No combination of codes I have yet found will persuade the display ROM to show a goose as an ordinary alpha character; the 2C and 2E always display as "," and "." respectively. One promising idea turned out to be a blind alley: the manual (and the keyboard) forbids us from using any of the three interspace characters as part of an alpha label. But synthetic generation of such labels still only resulted in more displayed commas and periods. Rats.
Finally, while languishing in bed one day with a bout of the flu and hence being even more demented than usual, I dredged up from some muddy corner of my brain the recollection of the curious display status FIX A. This little-known instruction, code 9C0A, has the occasionally useful property of displaying only the mantissa of a number with a positive exponent (without altering the number, of course-it's just a display mode). When playing with this discovery some time ago, I had been mildly annoyed because the mode's utility was compromised since if the number in question had an exponent of 10, 11, 12, or 13 (mod 14), some of the number characters (from row 3 of the hex table) would be replaced by characters from row 2, making the number hard to read.
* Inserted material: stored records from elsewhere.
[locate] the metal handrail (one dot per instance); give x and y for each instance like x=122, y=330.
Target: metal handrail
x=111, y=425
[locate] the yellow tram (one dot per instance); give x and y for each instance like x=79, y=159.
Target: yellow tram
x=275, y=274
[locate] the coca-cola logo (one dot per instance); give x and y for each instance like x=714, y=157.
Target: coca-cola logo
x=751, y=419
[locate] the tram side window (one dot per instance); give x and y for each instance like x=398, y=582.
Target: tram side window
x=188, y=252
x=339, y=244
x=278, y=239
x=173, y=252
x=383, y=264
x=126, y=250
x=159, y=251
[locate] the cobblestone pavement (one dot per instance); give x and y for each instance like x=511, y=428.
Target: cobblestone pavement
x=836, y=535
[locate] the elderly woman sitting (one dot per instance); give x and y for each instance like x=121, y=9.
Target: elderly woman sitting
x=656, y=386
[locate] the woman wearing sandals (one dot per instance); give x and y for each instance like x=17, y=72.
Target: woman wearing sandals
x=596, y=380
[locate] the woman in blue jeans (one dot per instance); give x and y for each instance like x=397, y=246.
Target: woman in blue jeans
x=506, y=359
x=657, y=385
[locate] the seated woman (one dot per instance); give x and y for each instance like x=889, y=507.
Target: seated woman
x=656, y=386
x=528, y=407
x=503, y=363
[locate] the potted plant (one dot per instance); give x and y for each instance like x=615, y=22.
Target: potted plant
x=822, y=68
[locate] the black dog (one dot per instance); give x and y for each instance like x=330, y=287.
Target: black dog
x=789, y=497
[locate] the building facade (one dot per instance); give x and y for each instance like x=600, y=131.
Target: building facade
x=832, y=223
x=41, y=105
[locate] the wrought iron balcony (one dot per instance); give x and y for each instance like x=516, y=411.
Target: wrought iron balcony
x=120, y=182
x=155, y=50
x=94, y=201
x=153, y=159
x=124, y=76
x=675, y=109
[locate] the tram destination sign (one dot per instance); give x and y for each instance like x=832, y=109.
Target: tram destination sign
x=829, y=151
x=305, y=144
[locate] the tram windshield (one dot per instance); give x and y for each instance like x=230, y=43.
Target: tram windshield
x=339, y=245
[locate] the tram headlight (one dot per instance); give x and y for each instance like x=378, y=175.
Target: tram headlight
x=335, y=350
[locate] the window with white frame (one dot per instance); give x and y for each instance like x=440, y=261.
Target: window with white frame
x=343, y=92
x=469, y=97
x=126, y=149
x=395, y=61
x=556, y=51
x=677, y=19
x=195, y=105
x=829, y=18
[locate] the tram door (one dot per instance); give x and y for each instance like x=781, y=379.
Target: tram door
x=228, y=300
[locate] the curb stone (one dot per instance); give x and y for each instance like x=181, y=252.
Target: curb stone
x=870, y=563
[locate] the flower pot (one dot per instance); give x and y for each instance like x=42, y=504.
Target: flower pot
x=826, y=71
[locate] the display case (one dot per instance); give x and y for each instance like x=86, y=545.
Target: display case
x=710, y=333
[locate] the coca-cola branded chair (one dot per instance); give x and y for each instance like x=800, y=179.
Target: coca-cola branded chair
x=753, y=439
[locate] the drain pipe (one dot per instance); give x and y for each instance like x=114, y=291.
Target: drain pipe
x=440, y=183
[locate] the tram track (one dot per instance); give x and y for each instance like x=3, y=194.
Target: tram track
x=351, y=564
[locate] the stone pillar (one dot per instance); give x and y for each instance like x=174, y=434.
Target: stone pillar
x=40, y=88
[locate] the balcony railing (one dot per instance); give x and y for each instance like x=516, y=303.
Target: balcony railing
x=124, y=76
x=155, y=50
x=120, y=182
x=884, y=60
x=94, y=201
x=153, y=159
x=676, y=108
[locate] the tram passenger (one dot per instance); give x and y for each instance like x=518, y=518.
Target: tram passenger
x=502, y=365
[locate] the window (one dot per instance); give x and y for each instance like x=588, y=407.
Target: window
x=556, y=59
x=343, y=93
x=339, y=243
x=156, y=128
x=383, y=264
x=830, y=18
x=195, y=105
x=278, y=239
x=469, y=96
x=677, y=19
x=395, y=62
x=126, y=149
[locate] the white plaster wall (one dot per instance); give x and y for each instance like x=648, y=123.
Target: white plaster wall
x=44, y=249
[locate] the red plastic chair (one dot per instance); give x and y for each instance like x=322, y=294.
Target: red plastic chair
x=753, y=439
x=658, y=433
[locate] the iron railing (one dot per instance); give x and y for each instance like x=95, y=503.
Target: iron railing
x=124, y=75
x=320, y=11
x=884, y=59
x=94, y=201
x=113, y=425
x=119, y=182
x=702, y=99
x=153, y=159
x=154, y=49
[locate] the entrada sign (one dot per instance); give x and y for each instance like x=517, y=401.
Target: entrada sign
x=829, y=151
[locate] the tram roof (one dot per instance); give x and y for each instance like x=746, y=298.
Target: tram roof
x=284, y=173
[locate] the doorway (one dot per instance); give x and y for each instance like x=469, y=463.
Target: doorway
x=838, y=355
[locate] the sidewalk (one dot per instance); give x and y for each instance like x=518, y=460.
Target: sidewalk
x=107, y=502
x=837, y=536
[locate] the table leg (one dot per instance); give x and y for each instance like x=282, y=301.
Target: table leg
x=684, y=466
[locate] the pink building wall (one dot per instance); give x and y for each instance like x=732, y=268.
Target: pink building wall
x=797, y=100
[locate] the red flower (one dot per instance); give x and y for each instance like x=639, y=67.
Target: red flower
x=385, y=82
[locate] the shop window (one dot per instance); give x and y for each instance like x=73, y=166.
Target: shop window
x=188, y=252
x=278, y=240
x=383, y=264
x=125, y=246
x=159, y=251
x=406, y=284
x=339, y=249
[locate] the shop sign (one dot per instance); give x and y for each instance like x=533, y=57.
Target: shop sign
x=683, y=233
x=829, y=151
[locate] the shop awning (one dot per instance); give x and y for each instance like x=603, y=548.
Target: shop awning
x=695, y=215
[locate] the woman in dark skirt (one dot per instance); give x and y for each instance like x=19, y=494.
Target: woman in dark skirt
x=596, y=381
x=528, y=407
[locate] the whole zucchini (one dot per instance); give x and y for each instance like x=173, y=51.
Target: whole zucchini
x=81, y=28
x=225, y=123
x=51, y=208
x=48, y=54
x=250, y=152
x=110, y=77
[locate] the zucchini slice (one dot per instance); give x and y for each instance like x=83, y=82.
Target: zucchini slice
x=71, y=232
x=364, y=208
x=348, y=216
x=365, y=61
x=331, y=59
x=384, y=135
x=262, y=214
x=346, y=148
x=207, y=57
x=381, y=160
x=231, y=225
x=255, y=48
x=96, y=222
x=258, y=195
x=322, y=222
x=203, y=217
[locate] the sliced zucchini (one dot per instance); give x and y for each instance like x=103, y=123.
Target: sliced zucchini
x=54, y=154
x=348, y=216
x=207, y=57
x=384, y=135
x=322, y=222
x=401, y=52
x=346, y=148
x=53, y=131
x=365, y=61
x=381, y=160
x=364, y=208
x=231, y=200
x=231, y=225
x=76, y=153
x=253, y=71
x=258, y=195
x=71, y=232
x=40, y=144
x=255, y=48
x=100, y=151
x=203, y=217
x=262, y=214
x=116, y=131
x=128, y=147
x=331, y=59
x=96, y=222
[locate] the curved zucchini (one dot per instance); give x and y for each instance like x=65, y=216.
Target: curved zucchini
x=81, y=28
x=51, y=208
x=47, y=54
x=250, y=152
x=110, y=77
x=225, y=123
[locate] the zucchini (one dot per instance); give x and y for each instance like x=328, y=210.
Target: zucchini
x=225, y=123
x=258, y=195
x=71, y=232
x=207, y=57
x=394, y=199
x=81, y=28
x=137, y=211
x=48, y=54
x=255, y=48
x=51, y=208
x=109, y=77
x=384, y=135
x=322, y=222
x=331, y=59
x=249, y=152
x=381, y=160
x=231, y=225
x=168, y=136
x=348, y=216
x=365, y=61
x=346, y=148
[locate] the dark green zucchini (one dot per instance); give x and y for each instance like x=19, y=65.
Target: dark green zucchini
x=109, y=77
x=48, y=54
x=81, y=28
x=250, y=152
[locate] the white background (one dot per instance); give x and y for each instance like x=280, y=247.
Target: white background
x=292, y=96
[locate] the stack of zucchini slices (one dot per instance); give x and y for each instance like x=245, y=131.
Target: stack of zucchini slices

This "nuisance" turned out to be the key to the goose hunt. I found with a little experimentation that if one places a number with exponent 13 into X, then FIX A (assign it to a key or execute from program), CF 28, CF 29, then the display will show only the mantissa of the number, with the last 9 digits showing row 2 characters. The first digit always remains a row-3 character, which spoils the effect somewhat since there is always an unwanted character flying along with the geese. But the other 9 may be any characters from row 2, including, luckily, the space. So, for example, the display of "Geese Resting on a Fence" given in the original challenge was just the number 1.DCD1DDEE1*10^13 displayed in FIX A. To get a single backwards facing goose followed by a comma (a goose dropping?), try B.C00000000*10^13.
The newly liberated geese will perform a limited number of tricks. To truly make a goose appear to fly backwards (right to left) across the display, one needs only to write a program that successively VIEWs numbers that contain a digit C stepping leftwards among digit zeros (which give spaces in the display). One row 3 character will be fixed in the leftmost position. To make the goose appear to flap its wings, successive displays should alternate digits C and E in the same position. To replace the normal goose with a flock of geese during a running program, place the geese number in X (or any other register). Then at some point of the program with a default display, insert the lines RCL d, VIEW Y, STO d. This will work with any desired display, not just extra flying geese.
The story is not quite complete. The technique described does show both geese, but only with restrictions. In particular, I have not succeeded in enticing the geese into the Alpha register. ARCL X totally ignores the row-2 characters showing in X. And yet, we are enticed by the solitary goose and the goose next to other characters shown in certain of the strange catalogs shown by fooling around with the catalog flag 30. Perhaps the HP-41C still has a few secrets for us to find.